LogForwarder	Error	Medium	cz-logd: No credials provided	LogForwarder, Kinesis output: no credentials or faulty credentials provided. Check the Kinesis LogForwarder configuration.
LogForwarder	Error	Medium	cz-logd: Unable to get AWS region, details: X	LogForwarder is unable to get info about an AWS region. Ensure that the correct region is configured for the Kinesis output.
LogForwarder	Error	Medium	cz-logd: Unable to create AWS session, details: X	LogForwarder is unable to create an AWS session using the AWS SDK.
Appliance	Warning	Low	Geoip database was last updated X days ago	The appliance missed receiving the latest geoip data from https://bin.appgate-sdp.com or https://updates.maxmind.com. Make sure your appliance has access to the internet and DNS is working correctly. You can manually force an update using sudo /etc/cron.daily/geoIpDbUpdate --force
Appliance	Warning	Medium	High volume usage <name> [X%]	The specific volume on the disk is >75% full.
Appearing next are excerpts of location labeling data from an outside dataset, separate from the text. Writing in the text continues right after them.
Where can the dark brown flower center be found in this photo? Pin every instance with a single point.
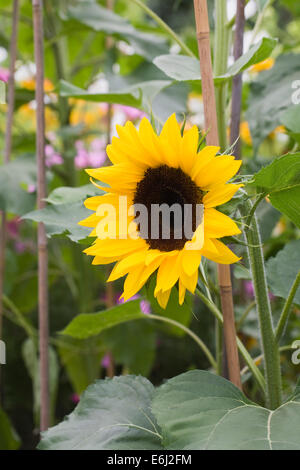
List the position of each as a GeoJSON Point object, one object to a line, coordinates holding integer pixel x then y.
{"type": "Point", "coordinates": [167, 187]}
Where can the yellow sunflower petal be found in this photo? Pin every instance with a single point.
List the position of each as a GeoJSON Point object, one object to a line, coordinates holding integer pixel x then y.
{"type": "Point", "coordinates": [219, 170]}
{"type": "Point", "coordinates": [163, 298]}
{"type": "Point", "coordinates": [189, 282]}
{"type": "Point", "coordinates": [220, 195]}
{"type": "Point", "coordinates": [110, 248]}
{"type": "Point", "coordinates": [168, 273]}
{"type": "Point", "coordinates": [124, 266]}
{"type": "Point", "coordinates": [91, 221]}
{"type": "Point", "coordinates": [104, 260]}
{"type": "Point", "coordinates": [218, 225]}
{"type": "Point", "coordinates": [189, 145]}
{"type": "Point", "coordinates": [93, 202]}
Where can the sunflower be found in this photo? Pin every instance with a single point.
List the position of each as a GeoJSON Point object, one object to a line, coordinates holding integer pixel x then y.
{"type": "Point", "coordinates": [162, 169]}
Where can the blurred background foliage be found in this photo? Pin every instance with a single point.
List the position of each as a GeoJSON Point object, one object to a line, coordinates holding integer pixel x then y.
{"type": "Point", "coordinates": [111, 55]}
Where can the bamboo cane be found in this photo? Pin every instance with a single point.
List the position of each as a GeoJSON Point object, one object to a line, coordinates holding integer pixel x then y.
{"type": "Point", "coordinates": [202, 29]}
{"type": "Point", "coordinates": [41, 194]}
{"type": "Point", "coordinates": [237, 81]}
{"type": "Point", "coordinates": [8, 139]}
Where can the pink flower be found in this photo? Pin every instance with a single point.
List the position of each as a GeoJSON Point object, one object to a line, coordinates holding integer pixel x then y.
{"type": "Point", "coordinates": [249, 290]}
{"type": "Point", "coordinates": [75, 398]}
{"type": "Point", "coordinates": [4, 75]}
{"type": "Point", "coordinates": [52, 158]}
{"type": "Point", "coordinates": [31, 188]}
{"type": "Point", "coordinates": [131, 113]}
{"type": "Point", "coordinates": [106, 361]}
{"type": "Point", "coordinates": [96, 159]}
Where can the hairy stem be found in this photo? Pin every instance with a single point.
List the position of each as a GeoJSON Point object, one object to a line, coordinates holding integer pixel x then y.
{"type": "Point", "coordinates": [41, 195]}
{"type": "Point", "coordinates": [165, 27]}
{"type": "Point", "coordinates": [248, 359]}
{"type": "Point", "coordinates": [269, 344]}
{"type": "Point", "coordinates": [284, 317]}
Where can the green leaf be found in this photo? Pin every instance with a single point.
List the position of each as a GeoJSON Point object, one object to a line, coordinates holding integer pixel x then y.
{"type": "Point", "coordinates": [101, 19]}
{"type": "Point", "coordinates": [270, 95]}
{"type": "Point", "coordinates": [8, 437]}
{"type": "Point", "coordinates": [180, 67]}
{"type": "Point", "coordinates": [257, 53]}
{"type": "Point", "coordinates": [281, 181]}
{"type": "Point", "coordinates": [132, 345]}
{"type": "Point", "coordinates": [13, 198]}
{"type": "Point", "coordinates": [91, 324]}
{"type": "Point", "coordinates": [126, 98]}
{"type": "Point", "coordinates": [62, 219]}
{"type": "Point", "coordinates": [139, 95]}
{"type": "Point", "coordinates": [291, 118]}
{"type": "Point", "coordinates": [67, 195]}
{"type": "Point", "coordinates": [113, 414]}
{"type": "Point", "coordinates": [196, 410]}
{"type": "Point", "coordinates": [285, 265]}
{"type": "Point", "coordinates": [199, 410]}
{"type": "Point", "coordinates": [82, 359]}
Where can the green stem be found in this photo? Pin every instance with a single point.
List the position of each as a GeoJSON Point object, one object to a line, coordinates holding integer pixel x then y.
{"type": "Point", "coordinates": [218, 327]}
{"type": "Point", "coordinates": [269, 344]}
{"type": "Point", "coordinates": [22, 321]}
{"type": "Point", "coordinates": [248, 359]}
{"type": "Point", "coordinates": [196, 338]}
{"type": "Point", "coordinates": [221, 48]}
{"type": "Point", "coordinates": [286, 309]}
{"type": "Point", "coordinates": [165, 27]}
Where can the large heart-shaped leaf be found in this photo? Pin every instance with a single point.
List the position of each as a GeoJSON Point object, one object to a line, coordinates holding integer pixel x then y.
{"type": "Point", "coordinates": [112, 414]}
{"type": "Point", "coordinates": [183, 68]}
{"type": "Point", "coordinates": [8, 437]}
{"type": "Point", "coordinates": [62, 219]}
{"type": "Point", "coordinates": [196, 410]}
{"type": "Point", "coordinates": [281, 181]}
{"type": "Point", "coordinates": [199, 410]}
{"type": "Point", "coordinates": [13, 198]}
{"type": "Point", "coordinates": [101, 19]}
{"type": "Point", "coordinates": [270, 95]}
Check what is taking up space and remove files that are not required, such as old core dumps.
Appliance	Warning	Medium	Certificate with subject <name> for <appliance name> is expiring. You must replace it before <date>. <Cert name> is expiring. You must renew it before <expiration date>.	There is a 30 day warning when an appliance certificate is about to expire. Press the appliance renew certificate option in the System > Appliances menu. Renewing the certificate will restart all services on this appliance.
Appliance	Warning	Medium	The following services have debug logs enabled:	Running with debug logs enabled may harm performance. Switch back to normal logs as soon as possible.
Appliance	Warning	Low	Configuration from Controller is incompatible with this appliance	The configuration from the Controller does not match the configuration format of this appliance. This might be because of a version incompatibility.
Appliance	Warning	Low	cz-ffwd: Unable to connect to X@X (X)	Appliance is unable to connect a websocket connection from the appliance to the LogServer/LogForwarder. Check connectivity between appliances (default TCP port 443, UDP ports 53 and 443).
Appliance	Warning	Low	This system has a CD drive attached	The appliance is running on VMWare and has still a CD drive attached. Go to the VMWare console and remove the attached CD Drive from the virtual machine.
Controller	Warning	High	There are more X than your license allows.	You went over the amount of users. Access to only the first licensed users will be granted.
Controller	Warning	High	IP Pool <name> is too small to be utilized by this Controller.	This error occurs if you assign an IP pool that has less IPs then the amount of Controllers. For example, a /30 with 6 Controllers will give this error.
Controller	Warning	High	Controller appliance certificate does not include the client profile DNS name <name>. You must renew it to allow client connections to this Controller.	The client profile DNS name included in the client profile is not present as a SAN in the appliance's certificate. The certificate can be renewed from the Appliances page in the admin UI.
Controller	Warning	Medium	X of the user licenses are in use.	You are almost running out of user licenses. Contact support or sales to update your license count.
Controller	Warning	Medium	X of the Portal licenses are in use.	You are almost out of Portal licenses. Contact support or sales to update your license count.
Controller	Warning	Medium	X of the service licenses are in use.	You are almost out of service licenses. Contact support or sales to update your license count.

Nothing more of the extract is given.